Polícia de José Serra entra em escola para espancar estudantes


polícia Militar de São Paulo reprimiu com violência desmedida um tumulto provocado por estudantes da Escola Estadual Amadeu Amaral, no bairro do Belém, na zona leste de São Paulo. Vários alunos foram atingidos com golpes de cassetete. A diretora da escola chegou a desmaiar diante da confusão. A secretaria de educação de São Paulo, que tem se mostrado incompetente para tratar as questões educacionais, não viu maiores problemas no episódio. Em nota, disse que ''a direção da escola tomou a atitude correta de acionar a polícia para conter os alunos envolvidos no caso.''


O confronto começou às 9h20 desta quarta-feira (12), quando, sem motivo claro, 30 alunos começaram a destruir a escola. ''Meninos embrulhavam os pulsos em camisetas para estourar os vidros com socos.

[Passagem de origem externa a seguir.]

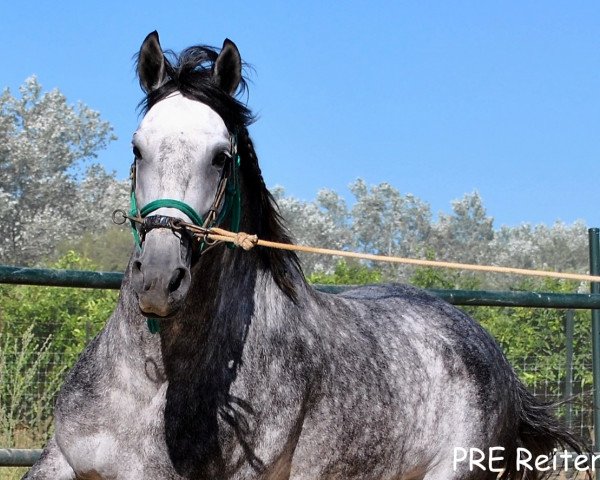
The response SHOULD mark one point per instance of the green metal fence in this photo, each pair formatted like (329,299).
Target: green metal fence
(112,280)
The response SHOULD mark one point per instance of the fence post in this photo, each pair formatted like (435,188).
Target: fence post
(594,241)
(569,334)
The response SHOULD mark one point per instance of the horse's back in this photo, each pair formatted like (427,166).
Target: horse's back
(410,378)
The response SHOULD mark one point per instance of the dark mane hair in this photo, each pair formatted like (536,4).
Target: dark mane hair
(190,73)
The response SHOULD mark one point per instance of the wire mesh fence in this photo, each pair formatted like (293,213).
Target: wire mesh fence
(38,346)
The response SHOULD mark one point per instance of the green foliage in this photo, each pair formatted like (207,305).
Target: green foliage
(42,332)
(29,379)
(347,273)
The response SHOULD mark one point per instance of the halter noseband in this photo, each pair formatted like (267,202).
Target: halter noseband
(227,200)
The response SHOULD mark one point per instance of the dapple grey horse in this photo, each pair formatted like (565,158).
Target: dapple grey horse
(254,374)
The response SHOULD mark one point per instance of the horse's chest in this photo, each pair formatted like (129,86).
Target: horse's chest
(127,441)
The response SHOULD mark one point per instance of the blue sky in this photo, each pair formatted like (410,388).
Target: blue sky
(437,98)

Cadeiras foram arremessadas do 2º andar, depois de arrebentar as janelas'', contou uma aluna da 7ª série.


O quadro agravou-se porque, dez minutos depois de iniciada a depredação, duas adolescentes, uma de 15 anos e outra de 18 anos, começaram uma briga violenta de unhadas e puxões de cabelos. A rivalidade entre as duas existe desde o início do ano e piorou quando uma acusou a outra de ''prostituta''. Enquanto a destruição se propagava por todo o prédio, os professores, com medo, trancaram-se em uma sala de aula.


Não foi a primeira vez que a Amadeu Amaral viu-se às voltas com cenas de violência. Anteontem mesmo, por causa de uma excursão a um museu, quando só uma parte dos alunos foi autorizada a participar do passeio, os excluídos abordaram a vice-diretora, Denise Mayumi Cavali, na hora da saída. Um aluno de 15 anos empurrou a professora contra o portão e xingou-a. Ela teve que pular um muro para fugir.

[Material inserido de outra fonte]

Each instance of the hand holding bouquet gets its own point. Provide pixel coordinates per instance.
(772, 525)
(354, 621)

Na segunda-feira, as aulas foram encerradas às 11h (o horário normal é às 16h), por causa de outro surto de vandalismo, vidros e cadeiras quebrados.


Escola modelo?


Fundada em 1909 no largo do Belém, bem em frente à igreja, a escola ocupa um prédio amplo, tombado pelo patrimônio histórico, mas que hoje é usado por apenas 277 alunos, atendidos por 63 professores. É uma das 500 escolas em que a Secretaria de Estado da Educação implantou o regime de turno integral. Alunos entram às 7h e saem às 16h.


''Isso aqui é um fracasso como escola'', diz Neide Catarina Nascimento, 46, cozinheira e mãe de um aluno de 16 anos da 7ª série que ''nunca passa de ano mesmo''. ''Todo mundo tenta transferir os filhos para outra escola, já que nesta ninguém aprende nada.''
Pouco depois, o aluno W., de 14 anos, conta como foi expulso da escola, há três semanas. ''Eu joguei uma cadeira na coordenadora e já bati em vários professores'', diz. Como a dicção do menino é precária, pede-se que ele escreva o seu nome em um papel. Ele não consegue. ''Só sei copiar'', diz. ''Mas sou uma máquina copiadora.''


A evasão na esocla é grande. Uma das salas de aula começou o ano com 37 alunos -hoje só tem oito. Na classe de A., 14 anos, 8ª série, a lista de presença cita 24 alunos. Doze ainda vão. Na classe de J. e U., as brigonas da 7ª série, 24 se matricularam. Hoje, oito assistem às aulas. Segundo a Secretaria da Educação, a evasão total neste ano foi de apenas 19 alunos.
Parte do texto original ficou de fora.